When is EOF needed in ANTLR 4?

DaoWen picture DaoWen · Jul 24, 2013 · Viewed 13.7k times · Source

The TestDriver in ANTLRWorks2 seems kind of finicky about when it'll accept a grammer without and explicit EOF and when it will not. The Hello grammar in the ANTLR4 Getting Started Guide doesn't use EOF anywhere, so I inferred that it's better to avoid explicit EOF if possible.

What is the best practice for using EOF? When do you actually need it?

Answer

Sam Harwell picture Sam Harwell · Jul 25, 2013

You should include an explicit EOF at the end of your entry rule any time you are trying to parse an entire input file. If you do not include the EOF, it means you are not trying to parse the entire input, and it's acceptable to parse only a portion of the input if it means avoiding a syntax error.

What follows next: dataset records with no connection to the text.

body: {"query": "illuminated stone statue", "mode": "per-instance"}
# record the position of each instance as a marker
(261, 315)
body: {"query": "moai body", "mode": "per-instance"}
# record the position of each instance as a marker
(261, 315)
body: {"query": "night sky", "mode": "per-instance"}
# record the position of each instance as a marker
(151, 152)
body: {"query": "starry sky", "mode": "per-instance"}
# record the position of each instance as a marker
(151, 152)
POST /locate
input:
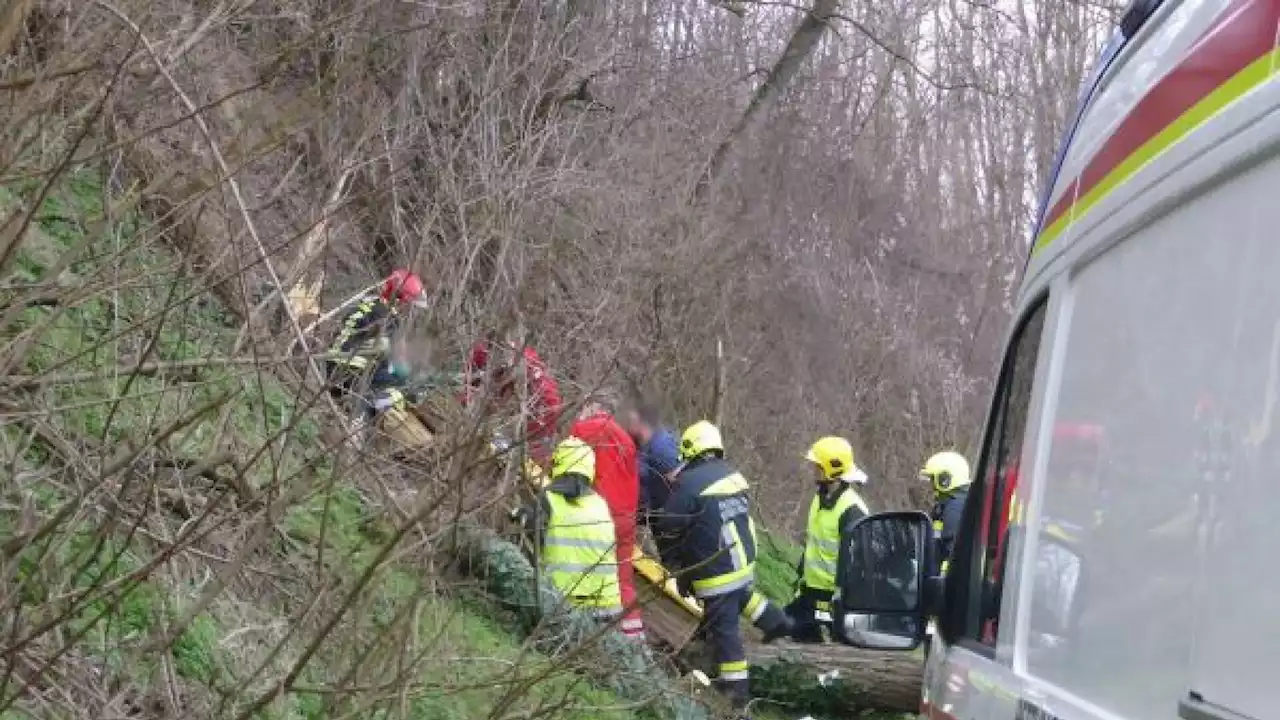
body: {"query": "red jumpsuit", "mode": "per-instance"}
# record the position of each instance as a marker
(617, 481)
(543, 393)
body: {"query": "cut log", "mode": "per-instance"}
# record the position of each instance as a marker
(835, 679)
(826, 679)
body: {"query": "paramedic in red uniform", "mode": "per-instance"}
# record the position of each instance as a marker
(617, 481)
(499, 359)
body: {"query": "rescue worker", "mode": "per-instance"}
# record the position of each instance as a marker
(616, 481)
(707, 533)
(359, 359)
(833, 510)
(659, 465)
(658, 456)
(577, 552)
(499, 361)
(947, 473)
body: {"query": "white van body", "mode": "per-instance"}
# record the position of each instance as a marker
(1151, 309)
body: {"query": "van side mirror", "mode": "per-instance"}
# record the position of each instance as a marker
(881, 591)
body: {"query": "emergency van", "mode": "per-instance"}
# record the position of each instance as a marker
(1130, 580)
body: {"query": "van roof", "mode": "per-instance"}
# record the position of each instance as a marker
(1153, 86)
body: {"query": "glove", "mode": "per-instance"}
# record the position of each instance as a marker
(519, 515)
(685, 584)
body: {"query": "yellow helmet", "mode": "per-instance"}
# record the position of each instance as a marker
(572, 455)
(947, 472)
(833, 455)
(700, 437)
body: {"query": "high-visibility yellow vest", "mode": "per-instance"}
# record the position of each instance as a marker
(822, 545)
(579, 554)
(360, 355)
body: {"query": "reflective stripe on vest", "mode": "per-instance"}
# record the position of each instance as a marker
(743, 574)
(579, 552)
(822, 543)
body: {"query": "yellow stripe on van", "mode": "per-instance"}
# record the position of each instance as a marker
(1240, 83)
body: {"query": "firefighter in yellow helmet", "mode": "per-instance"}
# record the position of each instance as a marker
(947, 473)
(577, 551)
(835, 507)
(707, 533)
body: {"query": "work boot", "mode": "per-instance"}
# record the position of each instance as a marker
(775, 624)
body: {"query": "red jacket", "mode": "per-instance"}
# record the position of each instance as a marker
(617, 477)
(543, 391)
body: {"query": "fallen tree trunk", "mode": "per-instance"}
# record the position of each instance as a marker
(625, 666)
(835, 679)
(822, 679)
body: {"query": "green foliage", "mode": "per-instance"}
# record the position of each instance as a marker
(539, 613)
(776, 566)
(195, 652)
(150, 302)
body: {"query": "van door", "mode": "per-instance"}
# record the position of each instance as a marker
(969, 674)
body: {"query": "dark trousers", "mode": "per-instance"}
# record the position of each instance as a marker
(721, 618)
(807, 627)
(356, 386)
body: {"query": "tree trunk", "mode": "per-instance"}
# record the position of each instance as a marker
(798, 50)
(835, 678)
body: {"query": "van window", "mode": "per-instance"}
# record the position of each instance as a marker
(999, 468)
(1151, 570)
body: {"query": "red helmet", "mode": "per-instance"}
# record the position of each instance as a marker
(403, 286)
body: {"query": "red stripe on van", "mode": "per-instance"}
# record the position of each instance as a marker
(1242, 35)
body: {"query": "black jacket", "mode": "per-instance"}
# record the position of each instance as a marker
(947, 510)
(708, 501)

For example, consider the following rule:

file : item*;

This rule means "Parse as many item elements as possible, and then stop." In other words, this rule will never attempt to recover from a syntax error because it will always assume that the syntax error is part of some syntactic construct that's beyond the scope of the file rule. Syntax errors will not even be reported, because the parser will simply stop.

If instead I had the following rule:

file : item* EOF;

In means "A file consists exactly of a sequence of zero-or-more item elements." If a syntax error is reached while parsing an item element, this rule will attempt to recover from (and report) the syntax error and continue because the EOF is required and has not yet been reached.


For rules where you are only trying to parse a portion of the input, ANTLR 4 often works, but not always. The following issue describes a technical problem where ANTLR 4 does not always make the correct decision if the EOF is omitted.

https://github.com/antlr/antlr4/issues/118

Unfortunately the performance impact of this change is substantial, so until that is resolved there will be edge cases that do not behave as you expect.